CN-116243962-B - Version identification method and device of open source software, electronic equipment and storage medium
Abstract
The version identification method, the electronic equipment and the storage medium of the open source software are characterized by obtaining a target binary file of the open source software to be identified, extracting target version characteristics of the open source software to be identified according to the target binary file, performing version coarse screening according to the target version characteristics to obtain a candidate version set, and comparing the candidate version in the candidate version set with the target binary file to obtain the target version of the open source software to be identified. By comparing the version difference characteristics, the invention can effectively avoid the influence of redundant noise characteristics on the version difference identification and can identify the fine-granularity change difference between adjacent versions. And the method of firstly carrying out coarse screening and then carefully comparing is adopted, so that the accuracy and the efficiency of the identification are both considered.
Inventors
- LI HONG
- DONG CHAOPENG
- WANG YONGPAN
- ZHU HONGSONG
- SUN LIMIN
Assignees
- 中国科学院信息工程研究所
Dates
- Publication Date
- 20260508
- Application Date
- 20230117
Claims (8)
- 1. A version identification method of open source software, comprising: acquiring a target binary file of open source software to be identified; Extracting target version characteristics of the open source software to be identified according to the target binary file, wherein the target version characteristics comprise software level characteristics and version level characteristics, and the software level characteristics comprise character strings and function names; Performing version coarse screening according to the target version characteristics to obtain a candidate version set; Comparing the candidate versions in the candidate version set with the target binary file to obtain a target version of the open source software to be identified; the performing version coarse screening according to the target version characteristics to obtain a candidate version set, including: Matching the target version characteristics with an open source software code library to determine a version set containing the target version characteristics; Screening the version set according to the target version characteristics to obtain a first candidate version set; According to the open source software code library, a version interval table among all versions of the open source software is obtained; obtaining a target feature distance of open source software to be identified according to the target version features; obtaining a second candidate version set according to the target feature distance; obtaining a candidate version set according to the intersection of the first candidate version set and the second candidate version set; the determining, by the open source software code library, a version set including the target version feature, including: analyzing the version sensitive function in the open source software code library; and determining a version set containing the target version features according to the version sensitive function contained in the target version features.

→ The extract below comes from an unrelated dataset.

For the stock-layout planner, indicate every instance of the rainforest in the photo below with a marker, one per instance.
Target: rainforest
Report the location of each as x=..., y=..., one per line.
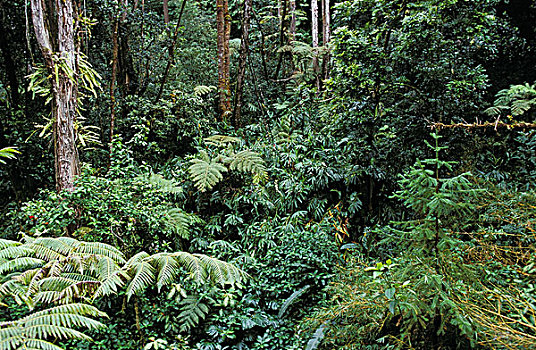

- 2. The method for identifying a version of open source software according to claim 1, wherein the screening the version set according to the target version characteristic to obtain a first candidate version set comprises: Constructing a mapping relation between the target version characteristics and the version set; And screening the version set according to the target version characteristics and the mapping relation to obtain a first candidate version set.
- 3. The method for identifying versions of open source software according to claim 2, wherein the obtaining a version interval table between versions of open source software according to the open source software code library comprises: acquiring characteristic information of each version from the open source software code library; Acquiring a characteristic distance between any two versions according to the characteristic information; And obtaining a version interval table according to the characteristic distance.
- 4. The method for identifying the version of the open source software according to claim 3, wherein the feature distance includes a first feature distance and a second feature distance, and the obtaining the target feature distance of the open source software to be identified according to the target version feature includes: According to the target version characteristics, calculating the distance from the target binary file to a first preset version to obtain a first characteristic distance; according to the target version characteristics, calculating the distance from the target binary file to a second preset version to obtain a second characteristic distance; and obtaining the characteristic distance of the open source software to be identified according to the first characteristic distance and the second characteristic distance.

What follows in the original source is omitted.